TV’s fasctinating ‘Botched’ takes on the limits of aesthetic procedures

by
Rachel Shukert
May 21, 2015
(Shutterstock)
(Shutterstock)

I’ve tried to stay away from plastic surgery reality shows over the years. I’m not squeamish about the bloody stuff, or the inevitable moment when the surgeon either shoves in or pulls out a quivering, organ-like bag of silicon from a gaping hole of mangled human flesh (actually, I kind of like that part). But I’m not a fan of the homogenized brand of beauty these shows tend to peddle, or the way the a female patient, unencumbered by price tags (all expenses being taken care of by the production company, naturally) winds up signing up for way more than she came in for. Hate that bump on your nose? It’ll look so much better if you also get a chin implant, and then some big plump cheeks to even that out… And you could really use an eyebrow lift, and how do you feel about your breasts and stomach?

There’s something profoundly disturbing to me about upselling someone on their own body, as well as the taut Stepford Wife faces and swelling Barbie bust-lines that such shows like Extreme Makeover, or the one-season abomination The Swan, which still haunts my nightmares, tend to produce. It’s the same reason I’ve never much cared for fashion makeover shows like What Not To Wear–you go in a normal human being with your own taste and sense of style, however questionable, and you come out with the same layered highlights and the same jewel-toned wrap dress they put on everybody else. It’s creepy.

That’s why Botched, now in its second season on E!, which stars L.A.-based surgeons and partners Dr. Paul Nassif and Dr. Terry Dubrow (a self-described “nice Jewish doctor”), has come as such a pleasant surprise to me. Neither doctor is a stranger to our screens–they are both married, or divorced from, Real Housewives past and present; and DuBrow has lent his services to a variety of other plastic surgery shows over the years, including the terrifying Bridalplasty). This makes it all more interesting that they have chosen to focus their new(ish) show on quite literally peeling back the mask by taking on patients whose previous procedures have left them suffering or deformed, and fixing them. Sure, there’s an inescapable element of the Victorian freak show to all this–a woman who had industrial-grade caulking material injected into her face; a man whose lips are so puffed up with filler that he looks like a hemorrhoid cushion is affixed to his face–but neither doctor treats his patients with anything other than seriousness and compassion (and in the case of Dr. Dubrow, a kind of jocular vulgarity that seems to put them at ease).

And there are success stories: a reshaped chin for a woman whose multiple corrective surgeries after a horrific childhood burn left her swollen and deformed; a therapeutic tummy tuck for a young mother whose botched liposuction cost her a bellybutton and an abdominal muscle; any number of reverse rhinoplasties in which pinched, bridgeless noses are built back up into something more functional and, dare I say it–ethnic. They are often, genuinely moving. The world is full of people who feel terrible about the way they look, and Botched, despite its flaws, is making the clear statement that you’ll feel better the more you look like yourself. It’s a fascinating concept–a show about plastic surgery that is really about the limits of plastic surgery–particularly when looked at in its historical context.

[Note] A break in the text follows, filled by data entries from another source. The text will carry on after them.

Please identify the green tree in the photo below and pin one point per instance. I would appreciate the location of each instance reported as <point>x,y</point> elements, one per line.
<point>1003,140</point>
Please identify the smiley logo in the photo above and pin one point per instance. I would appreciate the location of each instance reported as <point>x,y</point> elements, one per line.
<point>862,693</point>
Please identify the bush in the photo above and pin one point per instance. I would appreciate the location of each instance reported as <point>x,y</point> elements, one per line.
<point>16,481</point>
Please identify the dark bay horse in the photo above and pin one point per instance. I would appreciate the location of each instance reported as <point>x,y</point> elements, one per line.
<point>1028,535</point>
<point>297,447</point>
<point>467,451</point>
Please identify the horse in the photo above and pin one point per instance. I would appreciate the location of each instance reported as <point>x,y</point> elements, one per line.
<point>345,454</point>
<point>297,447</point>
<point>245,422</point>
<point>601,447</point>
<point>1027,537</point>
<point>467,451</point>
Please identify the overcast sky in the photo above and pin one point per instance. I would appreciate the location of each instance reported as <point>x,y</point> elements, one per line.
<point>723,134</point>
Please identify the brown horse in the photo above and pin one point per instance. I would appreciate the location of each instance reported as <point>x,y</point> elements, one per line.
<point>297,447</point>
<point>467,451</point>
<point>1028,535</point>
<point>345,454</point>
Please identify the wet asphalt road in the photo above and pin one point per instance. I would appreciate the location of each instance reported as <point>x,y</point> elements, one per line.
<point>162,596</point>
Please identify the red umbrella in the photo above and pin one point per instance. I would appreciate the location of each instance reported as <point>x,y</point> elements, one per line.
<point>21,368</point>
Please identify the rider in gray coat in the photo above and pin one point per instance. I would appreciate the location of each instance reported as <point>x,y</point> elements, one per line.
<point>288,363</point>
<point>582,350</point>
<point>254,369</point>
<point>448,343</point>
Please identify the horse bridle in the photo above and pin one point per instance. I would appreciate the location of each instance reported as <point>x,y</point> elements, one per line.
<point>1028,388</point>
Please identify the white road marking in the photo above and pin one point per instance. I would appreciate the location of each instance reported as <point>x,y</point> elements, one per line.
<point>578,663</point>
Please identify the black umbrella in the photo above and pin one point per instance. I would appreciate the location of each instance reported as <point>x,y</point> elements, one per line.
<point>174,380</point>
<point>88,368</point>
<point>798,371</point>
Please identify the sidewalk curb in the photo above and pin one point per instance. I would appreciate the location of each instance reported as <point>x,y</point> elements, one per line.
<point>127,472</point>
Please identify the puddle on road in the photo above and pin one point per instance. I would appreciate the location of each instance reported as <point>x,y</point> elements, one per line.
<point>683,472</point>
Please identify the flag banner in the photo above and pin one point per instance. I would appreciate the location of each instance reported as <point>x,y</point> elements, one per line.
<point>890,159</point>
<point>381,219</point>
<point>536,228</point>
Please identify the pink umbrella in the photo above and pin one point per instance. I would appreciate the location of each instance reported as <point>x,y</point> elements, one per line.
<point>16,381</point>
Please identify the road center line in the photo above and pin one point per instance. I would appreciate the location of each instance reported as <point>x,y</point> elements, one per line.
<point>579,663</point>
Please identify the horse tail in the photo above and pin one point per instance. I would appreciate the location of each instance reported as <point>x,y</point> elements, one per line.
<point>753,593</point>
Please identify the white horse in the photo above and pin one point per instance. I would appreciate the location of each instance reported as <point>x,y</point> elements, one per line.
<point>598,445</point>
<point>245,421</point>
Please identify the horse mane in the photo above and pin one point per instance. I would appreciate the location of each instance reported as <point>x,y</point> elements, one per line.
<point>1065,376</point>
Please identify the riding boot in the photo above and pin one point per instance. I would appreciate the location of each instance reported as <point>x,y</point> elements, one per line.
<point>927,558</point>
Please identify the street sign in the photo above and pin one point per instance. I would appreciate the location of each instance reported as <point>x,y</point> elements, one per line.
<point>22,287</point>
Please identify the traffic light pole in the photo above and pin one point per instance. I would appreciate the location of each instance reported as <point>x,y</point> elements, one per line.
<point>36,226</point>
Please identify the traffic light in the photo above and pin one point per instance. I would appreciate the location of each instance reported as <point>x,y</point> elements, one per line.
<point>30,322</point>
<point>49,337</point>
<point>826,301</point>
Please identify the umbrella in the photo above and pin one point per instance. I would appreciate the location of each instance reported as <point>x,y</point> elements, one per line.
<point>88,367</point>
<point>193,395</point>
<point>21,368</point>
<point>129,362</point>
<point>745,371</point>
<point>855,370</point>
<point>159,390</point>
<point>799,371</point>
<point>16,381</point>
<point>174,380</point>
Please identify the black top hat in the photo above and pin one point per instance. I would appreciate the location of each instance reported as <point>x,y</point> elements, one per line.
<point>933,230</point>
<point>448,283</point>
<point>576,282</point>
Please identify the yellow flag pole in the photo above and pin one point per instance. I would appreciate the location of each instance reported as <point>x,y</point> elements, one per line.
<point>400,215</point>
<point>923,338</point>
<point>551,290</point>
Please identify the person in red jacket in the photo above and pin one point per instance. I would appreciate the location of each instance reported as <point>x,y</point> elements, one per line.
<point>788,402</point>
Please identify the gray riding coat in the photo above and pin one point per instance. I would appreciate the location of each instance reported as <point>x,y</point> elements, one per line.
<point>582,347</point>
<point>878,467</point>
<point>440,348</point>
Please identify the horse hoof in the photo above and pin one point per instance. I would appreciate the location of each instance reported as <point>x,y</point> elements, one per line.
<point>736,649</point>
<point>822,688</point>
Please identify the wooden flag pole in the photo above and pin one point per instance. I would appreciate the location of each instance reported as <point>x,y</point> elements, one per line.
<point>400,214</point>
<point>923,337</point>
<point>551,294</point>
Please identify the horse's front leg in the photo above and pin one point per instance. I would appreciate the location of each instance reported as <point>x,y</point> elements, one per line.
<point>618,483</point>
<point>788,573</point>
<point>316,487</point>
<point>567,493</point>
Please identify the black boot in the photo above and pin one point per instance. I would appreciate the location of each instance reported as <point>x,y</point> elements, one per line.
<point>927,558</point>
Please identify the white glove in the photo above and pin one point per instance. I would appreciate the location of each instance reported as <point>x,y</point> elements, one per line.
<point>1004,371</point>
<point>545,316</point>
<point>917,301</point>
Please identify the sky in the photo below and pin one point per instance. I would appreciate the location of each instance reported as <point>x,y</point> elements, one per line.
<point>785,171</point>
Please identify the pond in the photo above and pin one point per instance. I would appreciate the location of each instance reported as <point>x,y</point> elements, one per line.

Modern plastic surgery, in which a patient voluntarily undergoes a procedure to modify an otherwise functional organ for purely aesthetic reasons, began in 19th-century Germany. Dr. Jacques Joseph, a Jewish surgeon who began performing cosmetic rhinoplasties (often free of charge) on many of his fellow Berlin Jews. He believed that “correcting” this most typically Jewish of features was a charitable act that would allow them to blend in more easily among their non-Jewish peers, thus leading more fulfilling and successful lives.

What would Dr. Joseph make of the fact that in 2015, what seems to make people feel better is getting their old noses back? Hard to say; but he couldn’t argue with the fact that it makes for great TV.

Rachel Shukert is the author of the memoirs Have You No Shame? and Everything Is Going To Be Great,and the novel Starstruck. She is the creator of the Netflix show The Baby-Sitters Club, and a writer on such series as GLOW and Supergirl. Her Twitter feed is @rachelshukert.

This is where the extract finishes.